Pulses Eating too much meat can have an inflammatory effect, so eating fibre rich pulses can help to reduce this. However, they do contain high concentrations of substances called lectins (found in all plant foods), which can irritate the immune system and cause it to turn on itself. In order to minimize this, soak them overnight, boil for about 15 minutes in fresh water, drain and cook again in fresh water. Pulses cooked this way can be frozen, so that they are as instant as canned pulses. Check out www.hodmedods.co.uk for British grown pulses.

Fish: Oily fish are a great source of long chain omega-3 fats. Plant omegas are short chain and therefore require conversion before they can be used in the body. Whilst salmon and tuna are the oily fish we most often turn to, it is preferable for both the fish, and your health that you try to eat the smaller oily fish that are abundant around our shores.

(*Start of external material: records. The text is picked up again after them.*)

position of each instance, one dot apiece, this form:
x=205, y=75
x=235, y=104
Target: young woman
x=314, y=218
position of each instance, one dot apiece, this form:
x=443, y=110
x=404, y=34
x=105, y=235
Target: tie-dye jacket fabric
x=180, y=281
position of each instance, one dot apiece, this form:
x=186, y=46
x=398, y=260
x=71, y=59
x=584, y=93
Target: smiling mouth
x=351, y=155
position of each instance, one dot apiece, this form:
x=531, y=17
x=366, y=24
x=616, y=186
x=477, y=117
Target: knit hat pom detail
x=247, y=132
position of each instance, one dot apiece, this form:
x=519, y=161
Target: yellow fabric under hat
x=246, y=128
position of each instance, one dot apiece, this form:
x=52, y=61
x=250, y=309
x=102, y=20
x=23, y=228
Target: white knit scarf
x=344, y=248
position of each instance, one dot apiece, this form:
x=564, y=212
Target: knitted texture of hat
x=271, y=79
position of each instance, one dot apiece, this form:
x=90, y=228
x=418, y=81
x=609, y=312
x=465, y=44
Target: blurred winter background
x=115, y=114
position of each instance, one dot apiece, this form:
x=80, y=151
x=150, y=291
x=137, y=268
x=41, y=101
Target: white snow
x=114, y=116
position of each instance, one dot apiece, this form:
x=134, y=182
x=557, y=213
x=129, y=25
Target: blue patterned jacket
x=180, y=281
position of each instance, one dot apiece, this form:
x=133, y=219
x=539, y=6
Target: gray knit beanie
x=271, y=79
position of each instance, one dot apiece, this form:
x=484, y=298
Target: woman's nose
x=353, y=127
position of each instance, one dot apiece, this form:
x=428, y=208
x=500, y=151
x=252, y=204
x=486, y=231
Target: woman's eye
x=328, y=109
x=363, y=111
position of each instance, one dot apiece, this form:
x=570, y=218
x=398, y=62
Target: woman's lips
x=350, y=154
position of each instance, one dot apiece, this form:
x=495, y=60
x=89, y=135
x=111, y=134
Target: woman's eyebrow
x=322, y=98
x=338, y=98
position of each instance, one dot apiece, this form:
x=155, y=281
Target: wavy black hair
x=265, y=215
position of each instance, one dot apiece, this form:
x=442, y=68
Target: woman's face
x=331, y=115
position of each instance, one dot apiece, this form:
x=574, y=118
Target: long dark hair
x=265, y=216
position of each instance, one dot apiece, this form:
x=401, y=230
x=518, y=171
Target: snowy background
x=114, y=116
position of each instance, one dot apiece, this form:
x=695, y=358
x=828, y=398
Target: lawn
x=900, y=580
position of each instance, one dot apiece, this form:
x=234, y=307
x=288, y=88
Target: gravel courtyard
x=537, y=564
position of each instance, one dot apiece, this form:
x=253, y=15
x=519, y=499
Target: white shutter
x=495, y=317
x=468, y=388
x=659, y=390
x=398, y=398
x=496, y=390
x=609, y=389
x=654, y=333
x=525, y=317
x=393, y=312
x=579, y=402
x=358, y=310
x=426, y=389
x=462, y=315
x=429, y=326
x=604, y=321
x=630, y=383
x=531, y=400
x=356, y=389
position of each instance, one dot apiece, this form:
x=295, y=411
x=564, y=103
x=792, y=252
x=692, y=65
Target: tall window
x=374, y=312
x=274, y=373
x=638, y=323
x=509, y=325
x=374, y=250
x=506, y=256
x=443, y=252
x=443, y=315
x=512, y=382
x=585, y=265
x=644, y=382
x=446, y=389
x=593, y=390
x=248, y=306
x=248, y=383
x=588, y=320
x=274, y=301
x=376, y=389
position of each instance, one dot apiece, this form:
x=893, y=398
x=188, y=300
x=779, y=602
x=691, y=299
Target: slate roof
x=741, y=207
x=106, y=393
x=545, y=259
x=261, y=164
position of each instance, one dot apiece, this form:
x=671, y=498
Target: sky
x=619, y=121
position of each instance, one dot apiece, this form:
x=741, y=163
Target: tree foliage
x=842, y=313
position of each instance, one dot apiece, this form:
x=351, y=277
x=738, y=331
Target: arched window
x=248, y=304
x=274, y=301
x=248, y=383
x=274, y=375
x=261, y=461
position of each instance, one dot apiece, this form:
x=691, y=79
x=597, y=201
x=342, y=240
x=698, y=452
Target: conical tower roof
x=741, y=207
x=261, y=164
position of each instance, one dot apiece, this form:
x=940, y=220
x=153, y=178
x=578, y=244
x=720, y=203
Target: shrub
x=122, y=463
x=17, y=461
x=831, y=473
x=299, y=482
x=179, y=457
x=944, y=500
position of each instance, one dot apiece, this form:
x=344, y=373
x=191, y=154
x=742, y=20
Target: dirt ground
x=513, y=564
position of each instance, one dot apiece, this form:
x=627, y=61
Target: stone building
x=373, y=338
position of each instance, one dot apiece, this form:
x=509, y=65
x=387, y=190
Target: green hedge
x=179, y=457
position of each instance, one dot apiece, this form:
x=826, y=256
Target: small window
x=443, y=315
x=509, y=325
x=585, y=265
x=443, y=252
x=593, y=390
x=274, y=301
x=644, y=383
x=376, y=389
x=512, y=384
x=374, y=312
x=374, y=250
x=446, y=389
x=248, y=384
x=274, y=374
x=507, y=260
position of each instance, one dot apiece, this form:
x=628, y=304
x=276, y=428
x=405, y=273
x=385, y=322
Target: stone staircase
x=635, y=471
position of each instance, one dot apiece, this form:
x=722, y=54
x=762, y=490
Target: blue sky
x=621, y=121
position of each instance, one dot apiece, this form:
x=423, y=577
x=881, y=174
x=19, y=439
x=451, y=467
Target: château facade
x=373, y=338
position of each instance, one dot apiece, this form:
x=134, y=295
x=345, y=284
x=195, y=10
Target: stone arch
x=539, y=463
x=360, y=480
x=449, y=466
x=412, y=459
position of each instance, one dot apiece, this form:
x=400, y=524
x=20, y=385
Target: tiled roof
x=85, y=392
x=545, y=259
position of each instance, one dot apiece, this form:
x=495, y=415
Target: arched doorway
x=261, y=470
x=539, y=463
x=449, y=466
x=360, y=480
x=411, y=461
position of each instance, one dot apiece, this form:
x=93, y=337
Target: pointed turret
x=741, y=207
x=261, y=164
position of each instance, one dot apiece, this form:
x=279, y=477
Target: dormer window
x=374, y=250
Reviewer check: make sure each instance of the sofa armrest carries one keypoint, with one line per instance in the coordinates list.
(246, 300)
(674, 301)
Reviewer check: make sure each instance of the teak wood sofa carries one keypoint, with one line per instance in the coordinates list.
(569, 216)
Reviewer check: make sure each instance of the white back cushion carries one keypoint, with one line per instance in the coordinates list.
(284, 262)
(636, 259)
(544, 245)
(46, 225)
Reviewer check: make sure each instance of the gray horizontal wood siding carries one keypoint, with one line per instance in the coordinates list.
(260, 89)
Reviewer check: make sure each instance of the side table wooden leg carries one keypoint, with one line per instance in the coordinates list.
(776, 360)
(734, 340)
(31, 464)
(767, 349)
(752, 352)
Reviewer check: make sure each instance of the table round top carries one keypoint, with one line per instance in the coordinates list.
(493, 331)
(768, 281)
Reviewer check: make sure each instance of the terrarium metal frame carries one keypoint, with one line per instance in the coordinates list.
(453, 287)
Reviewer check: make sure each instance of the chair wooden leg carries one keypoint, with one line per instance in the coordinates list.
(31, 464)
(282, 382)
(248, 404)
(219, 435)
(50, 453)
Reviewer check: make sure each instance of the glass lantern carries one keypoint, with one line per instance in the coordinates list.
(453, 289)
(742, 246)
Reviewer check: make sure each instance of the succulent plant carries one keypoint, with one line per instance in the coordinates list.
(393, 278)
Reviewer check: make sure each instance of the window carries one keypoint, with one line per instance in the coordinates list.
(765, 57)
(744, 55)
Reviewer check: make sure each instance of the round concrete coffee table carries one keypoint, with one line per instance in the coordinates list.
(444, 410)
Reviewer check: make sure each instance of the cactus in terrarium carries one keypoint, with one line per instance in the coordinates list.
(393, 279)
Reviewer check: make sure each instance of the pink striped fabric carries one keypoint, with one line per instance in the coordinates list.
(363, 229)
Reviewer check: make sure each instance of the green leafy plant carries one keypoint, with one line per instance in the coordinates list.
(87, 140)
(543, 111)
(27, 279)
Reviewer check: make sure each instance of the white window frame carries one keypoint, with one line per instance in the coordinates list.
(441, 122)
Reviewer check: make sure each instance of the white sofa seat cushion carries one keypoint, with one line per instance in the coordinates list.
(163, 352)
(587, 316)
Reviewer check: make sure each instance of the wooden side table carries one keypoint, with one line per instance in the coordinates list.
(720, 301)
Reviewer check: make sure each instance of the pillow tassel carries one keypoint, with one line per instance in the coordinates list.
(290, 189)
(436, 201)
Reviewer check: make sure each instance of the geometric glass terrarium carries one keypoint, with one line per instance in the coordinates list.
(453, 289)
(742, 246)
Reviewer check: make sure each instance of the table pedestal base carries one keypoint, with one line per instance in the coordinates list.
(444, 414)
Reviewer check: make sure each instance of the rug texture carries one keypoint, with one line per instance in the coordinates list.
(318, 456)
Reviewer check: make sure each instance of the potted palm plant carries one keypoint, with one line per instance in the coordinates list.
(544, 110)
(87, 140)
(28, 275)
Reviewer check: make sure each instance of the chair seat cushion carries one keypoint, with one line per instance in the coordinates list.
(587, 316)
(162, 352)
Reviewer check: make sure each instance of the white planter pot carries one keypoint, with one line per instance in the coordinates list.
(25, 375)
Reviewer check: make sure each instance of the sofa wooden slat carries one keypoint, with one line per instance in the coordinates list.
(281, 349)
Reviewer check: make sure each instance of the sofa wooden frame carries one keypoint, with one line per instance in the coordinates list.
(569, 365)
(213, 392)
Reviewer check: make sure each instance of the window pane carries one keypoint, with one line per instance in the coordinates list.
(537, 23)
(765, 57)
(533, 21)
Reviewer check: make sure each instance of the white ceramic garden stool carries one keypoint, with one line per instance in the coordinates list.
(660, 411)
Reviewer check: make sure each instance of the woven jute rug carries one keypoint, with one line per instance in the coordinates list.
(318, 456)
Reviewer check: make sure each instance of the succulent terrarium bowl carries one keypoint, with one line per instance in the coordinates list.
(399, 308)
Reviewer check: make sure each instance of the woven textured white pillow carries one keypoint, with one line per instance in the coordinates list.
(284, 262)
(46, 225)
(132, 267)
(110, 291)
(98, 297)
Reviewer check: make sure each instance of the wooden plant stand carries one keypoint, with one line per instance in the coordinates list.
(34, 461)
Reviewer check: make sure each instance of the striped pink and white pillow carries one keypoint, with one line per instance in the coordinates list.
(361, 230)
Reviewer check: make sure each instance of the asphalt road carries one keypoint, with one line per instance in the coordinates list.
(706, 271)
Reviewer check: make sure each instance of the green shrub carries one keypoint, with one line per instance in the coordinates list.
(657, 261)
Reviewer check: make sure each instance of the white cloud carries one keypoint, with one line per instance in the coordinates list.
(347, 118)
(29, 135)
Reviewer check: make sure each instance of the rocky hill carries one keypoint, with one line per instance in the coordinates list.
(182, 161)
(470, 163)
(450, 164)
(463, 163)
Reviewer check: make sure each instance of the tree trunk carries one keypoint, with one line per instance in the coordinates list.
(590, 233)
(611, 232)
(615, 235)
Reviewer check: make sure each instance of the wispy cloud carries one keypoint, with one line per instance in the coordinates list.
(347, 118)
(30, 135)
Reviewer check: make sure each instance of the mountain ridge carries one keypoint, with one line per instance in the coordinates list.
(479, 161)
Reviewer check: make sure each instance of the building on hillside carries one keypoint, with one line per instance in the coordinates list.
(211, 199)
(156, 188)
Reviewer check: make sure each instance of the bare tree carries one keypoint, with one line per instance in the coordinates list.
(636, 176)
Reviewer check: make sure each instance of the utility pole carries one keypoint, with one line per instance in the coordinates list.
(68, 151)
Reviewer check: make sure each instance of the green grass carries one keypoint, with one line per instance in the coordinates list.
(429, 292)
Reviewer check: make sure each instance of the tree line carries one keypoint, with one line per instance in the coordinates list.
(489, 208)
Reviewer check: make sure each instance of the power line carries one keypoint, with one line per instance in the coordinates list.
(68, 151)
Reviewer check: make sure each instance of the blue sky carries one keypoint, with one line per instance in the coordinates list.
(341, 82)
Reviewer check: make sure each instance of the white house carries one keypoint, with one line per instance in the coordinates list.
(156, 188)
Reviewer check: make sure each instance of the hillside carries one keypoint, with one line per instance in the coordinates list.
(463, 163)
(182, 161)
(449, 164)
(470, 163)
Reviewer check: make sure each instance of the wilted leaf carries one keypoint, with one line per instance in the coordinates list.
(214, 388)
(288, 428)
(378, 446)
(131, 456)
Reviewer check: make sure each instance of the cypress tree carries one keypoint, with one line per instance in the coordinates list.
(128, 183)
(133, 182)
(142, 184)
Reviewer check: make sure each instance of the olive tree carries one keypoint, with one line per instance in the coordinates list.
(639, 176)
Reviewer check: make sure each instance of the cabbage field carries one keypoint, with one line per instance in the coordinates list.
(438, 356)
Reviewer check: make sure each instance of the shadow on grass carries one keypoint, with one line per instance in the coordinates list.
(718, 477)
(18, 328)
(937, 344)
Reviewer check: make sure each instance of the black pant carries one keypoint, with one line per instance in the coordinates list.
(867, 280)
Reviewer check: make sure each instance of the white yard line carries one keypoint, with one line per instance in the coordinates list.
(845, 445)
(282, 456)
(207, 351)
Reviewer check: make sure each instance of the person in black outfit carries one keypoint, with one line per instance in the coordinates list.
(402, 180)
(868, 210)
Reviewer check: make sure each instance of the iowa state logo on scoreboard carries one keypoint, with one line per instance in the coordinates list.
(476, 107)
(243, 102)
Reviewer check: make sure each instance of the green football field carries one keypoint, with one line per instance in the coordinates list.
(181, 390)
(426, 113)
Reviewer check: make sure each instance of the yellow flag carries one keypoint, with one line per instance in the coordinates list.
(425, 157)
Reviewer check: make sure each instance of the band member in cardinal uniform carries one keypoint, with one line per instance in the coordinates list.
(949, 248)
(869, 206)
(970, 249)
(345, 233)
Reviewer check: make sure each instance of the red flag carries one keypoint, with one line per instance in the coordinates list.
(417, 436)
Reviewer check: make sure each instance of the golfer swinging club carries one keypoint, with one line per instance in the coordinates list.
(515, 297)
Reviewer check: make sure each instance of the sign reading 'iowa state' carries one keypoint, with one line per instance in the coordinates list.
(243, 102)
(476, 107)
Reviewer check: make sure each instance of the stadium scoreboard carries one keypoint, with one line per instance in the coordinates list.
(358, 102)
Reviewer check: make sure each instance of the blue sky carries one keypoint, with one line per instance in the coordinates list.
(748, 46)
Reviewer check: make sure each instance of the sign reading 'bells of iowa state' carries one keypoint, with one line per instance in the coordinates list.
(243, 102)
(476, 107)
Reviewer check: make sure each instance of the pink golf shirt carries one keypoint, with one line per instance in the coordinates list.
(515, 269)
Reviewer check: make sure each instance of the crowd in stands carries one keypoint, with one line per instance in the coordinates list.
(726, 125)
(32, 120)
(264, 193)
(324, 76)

Seaweed: A compound called fucoidan found in seaweed, has been shown to help formation of connective tissue and reduce production of inflammatory cytokines, making it an excellent support for inflammatory joint pain. Check out Food For a Happy Gut for recipes that include seaweed and the Cornish Seaweed Company for British seaweeds.

Seeds and nuts: All seeds and nuts contain lots of fibre and some wonderful soothing essential fats. They have been shown to improve the gut microbiome and rather than being fattening, appear to reduce hunger between meals and promote a feeling of satisfaction. Linseeds, camelina seeds, walnuts, and pumpkin seeds contain good levels of omega 3 fats that are highly anti-inflammatory.